Epidemiology is study of the distribution and determinants of health-related states or events in specified populations, and the application of this study to control health problems. It often involves identifying risk factors for disease and targets for preventive healthcare.

Epidemiologists use tools like relative risk and odds ratio to assess the link between exposures and health outcomes. In the given exercise, we are in essence carrying out an epidemiological analysis by calculating these measures to evaluate the potential relationship between an exposure (like a virus or hazardous substance) and an outcome (such as a disease). Clear understanding of these concepts allows for informed decisions in public health policy and individual risk assessment.

Risk Assessment

Risk assessment involves determining the quantitative or qualitative value of risk related to a concrete situation and a recognized threat. In the context of our study, we assess the risk of an adverse health outcome by calculating and comparing the relative risk and odds ratio for the exposed vs. non-exposed groups.

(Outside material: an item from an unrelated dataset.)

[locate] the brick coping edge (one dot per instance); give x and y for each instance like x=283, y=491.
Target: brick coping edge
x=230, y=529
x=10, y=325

Relative risk gives us a direct measure of how much more (or less) likely the exposed group is to experience the event compared to the unexposed group. On the other hand, the odds ratio provides an estimate of the odds of an event occurring in the exposed group compared to the non-exposed, which is particularly useful when dealing with rare events. By understanding these measures, healthcare professionals and policy-makers can make informed decisions about how to manage and mitigate risks in the population.